The initial size isn't quite easy to determine especially if you plan to use deduplication. Deduplication not only has direct influence on the space needed to save all your date, it will probably also have an influence on how you setup your backup jobs. With tape backup you probably rely massively on multiplexing which joins multiple backup streams to a single stream to deliver the data fast enough to your physical drives. Multiplexing on the other hand is a "killer" for deduplication as it lowers the efficiency by 30-50% (if you believe the whitepapers of most of the vendors).

So how to get an idea of how big your VTL has to be initially? HP, and probably other vendors too, have trial virtual appliances that you can use to backup data to. The HP StoreOnce VSA can be used for 60 days without any additional cost and has all features enabled that you need to determine how good your backup data can be deduped. There are only three limitations:

  1. the VSA is limited to 10TB of useable disk space so if your backup data is more than 10TB of deduped space you have to roll out more VSAs
  2. If you have more than one VSA or more than one virtual library in a VSA the dedup is limited to the virtual library. There is no "global" deduplication inside a VSA or acorss several VSAs
  3. the VSA can (by design) only present tape via iSCSI. If you rely on FC you have to create an iSCSI network first

To get an idea of how much initial capacity you need simple store two or more full backups of your environment to the VSA and check how well it can be deduped. Even if you use multiplexing, in first step, leave the multiplexed jobs as they are and store it to the VTL. Even multiplexed jobs can be deduped, the question is only how well.

If your backup jobs are bigger than the capacity of a single VSA then you have a problem. Adding a second VSA gives you more capacity but deduplication can't work across VSAs so on the second VSA the dedup process starts from scratch. That way you can't estimate how much capacity you really need. You can only give a guess.

So what to do now? In one project HP gave us a physical StoreOnce to test at customers site but it was quite hard to get and I don't think HP will throw hundreds of VTLs as test systems on the market. So HP decided to release a special version of the VSA that works in "no data mode". That means, all data written to the VSA will be discarded as soon as it is analyzed by the dedup engine. That way, the appliance doesn't need much space (1-2TB is enough to store metadata) and you can throw billions of bytes on the VSA without running out of space.

This is quite cool because now you can test your environment as long as you wish and get exact data on the dedup ratio. With this knowledge you can now size your VTL exactly to your needs.

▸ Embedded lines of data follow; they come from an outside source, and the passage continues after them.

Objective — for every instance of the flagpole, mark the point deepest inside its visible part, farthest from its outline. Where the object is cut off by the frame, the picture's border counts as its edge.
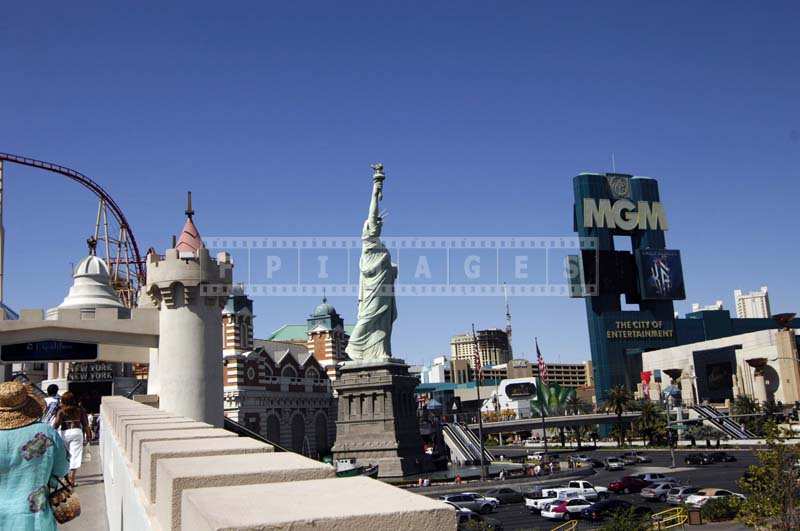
(479, 370)
(540, 362)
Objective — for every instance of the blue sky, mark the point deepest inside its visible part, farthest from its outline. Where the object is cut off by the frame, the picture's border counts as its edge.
(482, 113)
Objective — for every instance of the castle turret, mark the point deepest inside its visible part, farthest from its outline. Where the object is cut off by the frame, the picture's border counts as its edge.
(189, 288)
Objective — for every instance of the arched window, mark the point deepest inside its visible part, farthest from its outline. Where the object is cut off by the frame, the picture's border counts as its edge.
(298, 432)
(321, 434)
(273, 429)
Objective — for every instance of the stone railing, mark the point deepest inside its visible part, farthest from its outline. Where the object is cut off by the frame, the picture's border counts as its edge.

Since no one can abstain on the productive backup just to have enough ressources to run the dedup tests we always recommend to configure the StoreOnce VSA as a secondary target for backup. That way, your regular backup runs as before to the tape but additionally to the VSA. Now you only have to keep two more things in mind:

  1. you need enough licences of your backup software to double the number of target drives
  2. you need a bigger backup windows as the VSA even with no data mode is much slower than a physical LTO3/4 drive

The bottom line: VTLs are perfect to replace tape libraries in the first line. With deduplication enabled you can store hugh amounts of data and have them in fast, direct access. But as VTLs aren't really cheap one have to figure out exactly what to buy.